Se sabía sus diseños al derecho y al revés; todo lo que había podido comprar, lo guardaba en su caja fuerte.
Era muy sensible a ese estilo.
Ese collar sí estaba lleno del aire de Queen… pero había detalles que no terminaban de cuadrar.
Eloísa tenía curiosidad.
¿Por qué el diseño de Catalina se parecía tanto?
Aunque Queen jamás mostraba el rostro y en el mundo de la joyería nadie la conocía en persona…
Eloísa ni por asomo iba a pensar que Catalina fuera Queen.
Catalina no estaba ni cerca de poder compararse con su ídola.
Ante la pregunta de Eloísa, a Catalina se le apretó el corazón y alzó la mirada por reflejo.
Pero Eloísa seguía con esa sonrisa dulce, ladeando la cabeza, como si solo preguntara al aire.
Catalina apretó los dedos y reprimió el torbellino en el pecho. Sonrió, firme.
—Claro. Es mi diseño. Lo hice yo sola, por mi cuenta.
—¿Ah, sí? —Eloísa bostezó, sin ganas.
Esas dos palabras, tan ligeras, le hicieron a Catalina un nudo en el estómago.
Sintió que…
¿Eloísa sabía algo?
No podía ser.
Ese diseño no se había hecho público.
Era único en el mundo.
Eloísa no podía descubrir que ese collar no lo había diseñado Catalina.

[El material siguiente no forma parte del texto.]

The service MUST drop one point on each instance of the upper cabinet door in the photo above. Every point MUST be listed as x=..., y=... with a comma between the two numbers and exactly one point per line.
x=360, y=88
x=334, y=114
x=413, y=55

Catalina se lo repitió una y otra vez en la cabeza, para agarrarse de valor.
—Ajá…
De pronto, Eloísa soltó una risita.
Quién sabe si algún maestro presente se interesaría en su diseño…
Total, todavía tenía muchas otras propuestas guardadas.
Sacaba cualquiera y armaba un escándalo en el medio.
Su fama de “genio” se escucharía por todo Solarenia.
Cuanto más lo pensaba, más segura se sentía.
Bajó del escenario con el mentón en alto.
Dana se acercó contentísima, le tomó la mano y le sonrió.
—Cata, no pasa nada. Con que la señorita Carrasco te lo haya aceptado, ya con eso.
Como si se le hubiera olvidado que Eloísa la acababa de poner contra las cuerdas varias veces.
Para Dana, si Eloísa aceptaba el regalo, era porque reconocía el diseño de Catalina.
Y con eso ya tenía pretexto de sobra para presumir el talento de su hija por todos lados.
¿Quién iba a imaginar que su “niña”, a la que Kiara —esa chamaca maldita— le había robado la vida de lujo y no le permitió educar como quería, aun así, aunque hubiera crecido lejos, seguía siendo igual de brillante?